Today I found a letter that Mother had written to me during the mid 1980's.

It was accompanied by a photo of her with Mama. It was the last picture taken of the two of them together, and possibly the last photo of Mama, who was, at that point, suffering from the final stages of colon cancer. This is not a photo of Mama that I want to see, as I prefer to remember r my grandmother when she was plump and healthy, with her blue eyes twinkling at me.

In this photo, Mama sits in a chair, while Mother stands behind her, bending forward towards to embrace her. Although Mother was in her mid fifties when the photo was taken,
she could easily have been considered ten years younger, with her youthful figure,
smooth complexion, and, as always, beautifully manicured hands.

But it’s the letter, folded around the photo, that amazes me.

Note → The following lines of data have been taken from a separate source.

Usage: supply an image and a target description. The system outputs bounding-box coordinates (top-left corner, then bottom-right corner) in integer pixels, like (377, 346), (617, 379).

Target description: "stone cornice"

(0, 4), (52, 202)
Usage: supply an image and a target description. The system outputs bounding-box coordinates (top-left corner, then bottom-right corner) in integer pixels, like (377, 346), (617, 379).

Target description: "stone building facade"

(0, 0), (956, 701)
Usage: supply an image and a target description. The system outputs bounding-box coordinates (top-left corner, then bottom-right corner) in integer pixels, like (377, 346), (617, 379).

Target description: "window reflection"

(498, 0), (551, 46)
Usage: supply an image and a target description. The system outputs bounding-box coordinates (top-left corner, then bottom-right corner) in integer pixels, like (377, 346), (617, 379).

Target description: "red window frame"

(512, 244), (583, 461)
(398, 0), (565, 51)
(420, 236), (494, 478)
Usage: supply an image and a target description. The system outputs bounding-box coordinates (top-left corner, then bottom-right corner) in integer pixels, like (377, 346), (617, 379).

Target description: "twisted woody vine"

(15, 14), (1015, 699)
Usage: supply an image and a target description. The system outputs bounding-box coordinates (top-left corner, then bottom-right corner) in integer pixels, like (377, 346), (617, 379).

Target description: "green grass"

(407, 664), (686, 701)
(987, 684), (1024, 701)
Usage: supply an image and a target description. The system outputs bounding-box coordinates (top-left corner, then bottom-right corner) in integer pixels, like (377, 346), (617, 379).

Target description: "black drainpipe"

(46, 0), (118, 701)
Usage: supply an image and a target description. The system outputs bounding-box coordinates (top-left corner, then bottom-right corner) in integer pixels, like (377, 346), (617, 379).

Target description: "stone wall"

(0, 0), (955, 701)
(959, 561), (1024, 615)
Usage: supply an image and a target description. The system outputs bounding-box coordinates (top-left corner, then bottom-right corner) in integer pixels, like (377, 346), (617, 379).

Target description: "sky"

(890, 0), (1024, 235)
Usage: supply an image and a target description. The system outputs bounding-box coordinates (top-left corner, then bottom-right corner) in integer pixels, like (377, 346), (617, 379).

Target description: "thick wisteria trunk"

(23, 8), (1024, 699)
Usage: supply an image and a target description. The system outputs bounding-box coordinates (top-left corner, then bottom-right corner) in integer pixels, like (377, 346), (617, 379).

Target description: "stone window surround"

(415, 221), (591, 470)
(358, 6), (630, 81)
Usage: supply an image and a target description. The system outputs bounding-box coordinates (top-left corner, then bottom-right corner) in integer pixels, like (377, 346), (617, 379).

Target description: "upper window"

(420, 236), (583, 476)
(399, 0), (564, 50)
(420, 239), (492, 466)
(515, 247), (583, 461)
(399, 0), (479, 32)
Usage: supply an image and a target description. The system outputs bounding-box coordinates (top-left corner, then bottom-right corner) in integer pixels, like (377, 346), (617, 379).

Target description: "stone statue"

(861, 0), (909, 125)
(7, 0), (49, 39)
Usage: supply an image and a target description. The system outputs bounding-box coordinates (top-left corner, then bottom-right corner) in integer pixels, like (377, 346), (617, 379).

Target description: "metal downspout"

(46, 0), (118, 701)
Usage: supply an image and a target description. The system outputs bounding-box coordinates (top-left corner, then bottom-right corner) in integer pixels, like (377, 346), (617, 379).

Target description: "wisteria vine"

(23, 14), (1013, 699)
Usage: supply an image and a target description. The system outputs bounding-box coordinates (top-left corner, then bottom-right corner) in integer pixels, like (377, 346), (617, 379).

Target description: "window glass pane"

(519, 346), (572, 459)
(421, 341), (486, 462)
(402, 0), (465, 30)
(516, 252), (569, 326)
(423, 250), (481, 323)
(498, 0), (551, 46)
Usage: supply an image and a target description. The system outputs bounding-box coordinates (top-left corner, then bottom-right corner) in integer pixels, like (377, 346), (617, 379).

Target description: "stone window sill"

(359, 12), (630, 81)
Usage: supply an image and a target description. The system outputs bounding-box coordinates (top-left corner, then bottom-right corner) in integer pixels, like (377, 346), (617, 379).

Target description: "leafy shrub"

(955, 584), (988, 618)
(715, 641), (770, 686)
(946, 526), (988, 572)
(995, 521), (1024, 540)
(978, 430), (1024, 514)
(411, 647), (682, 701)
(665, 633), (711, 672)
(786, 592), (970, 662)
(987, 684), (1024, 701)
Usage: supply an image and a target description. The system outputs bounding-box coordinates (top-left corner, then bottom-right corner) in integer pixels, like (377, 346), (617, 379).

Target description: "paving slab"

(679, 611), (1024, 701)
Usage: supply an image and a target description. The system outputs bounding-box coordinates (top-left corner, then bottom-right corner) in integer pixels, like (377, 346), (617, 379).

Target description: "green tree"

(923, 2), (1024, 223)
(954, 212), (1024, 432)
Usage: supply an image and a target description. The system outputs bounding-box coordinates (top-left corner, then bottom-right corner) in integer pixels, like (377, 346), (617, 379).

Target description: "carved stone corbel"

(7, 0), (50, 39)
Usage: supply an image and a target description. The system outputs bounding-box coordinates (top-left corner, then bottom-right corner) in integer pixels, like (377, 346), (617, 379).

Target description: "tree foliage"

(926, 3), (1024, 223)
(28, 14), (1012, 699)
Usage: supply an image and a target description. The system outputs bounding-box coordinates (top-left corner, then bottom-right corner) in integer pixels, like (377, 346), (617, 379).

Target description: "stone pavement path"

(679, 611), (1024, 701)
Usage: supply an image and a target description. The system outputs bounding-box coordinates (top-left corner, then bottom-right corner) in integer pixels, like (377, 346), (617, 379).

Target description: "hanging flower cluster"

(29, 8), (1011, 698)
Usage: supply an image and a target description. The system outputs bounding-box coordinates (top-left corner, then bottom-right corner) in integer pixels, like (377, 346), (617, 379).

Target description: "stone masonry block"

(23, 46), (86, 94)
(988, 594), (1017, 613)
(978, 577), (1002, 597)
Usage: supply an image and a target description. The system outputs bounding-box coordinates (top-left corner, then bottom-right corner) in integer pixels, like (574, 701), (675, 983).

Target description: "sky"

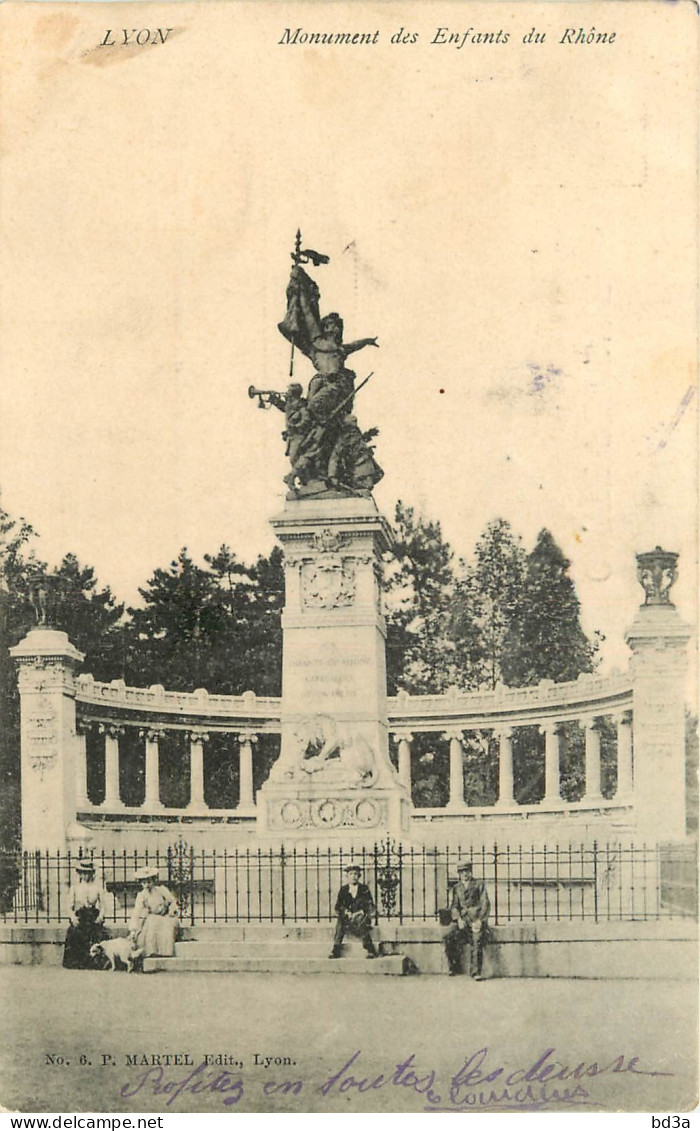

For one thing, letters from my mother are rare. I can count on one hand how many letters I have received from her in a lifetime, and most of them have been unpleasant, to say the least. However, this letter was written in clarity and with kindness; perhaps not the warmth and affection that one might expect a mother to extend to a daughter, but with the distant courtesy that one might write to an old acquaintance.

The letter is like an oasis in time, a time interrupted by long years of painful silence between a mother and a daughter. Mother made her choices long ago, and, like many women of her generation and status, chose alcohol and medications over the affection and companionship of her children.

Perhaps it was the anticipation of her own mother’s impending death that prompted my mother to straighten up for a while. But old habits remained strong, and soon she reverted to the isolated comfort of alcohol, rejecting my attempts to build a relationship.

She simply didn’t want me.

Now, many years later, I am the one diagnosed with cancer. She knows that I am very ill, and referring to me, told a relative “Tell me when she dies.” That was not very comforting for me to hear, but I am realistic, and would have been surprised to have heard anything different from her.

I can only tuck this photo, with her letter, away and remember it as a point in time when she reached out to me, and be thankful for that, on Mothers’ Day.

Footnote: Mother passed away, due to complications from alcoholism, in late 2003, while I was preparing for my fifth cancer related surgery. She died, never having reconciled with her children, disinherited all of us, and arranged to have us notified two months after her passing. She was a physically beautiful woman, narcissistic, overindulged, in my opinion, in her youth, by my beloved grandparents, and by her husbands. She never quite grasped the responsibilities of adulthood, nor embraced the love of her children.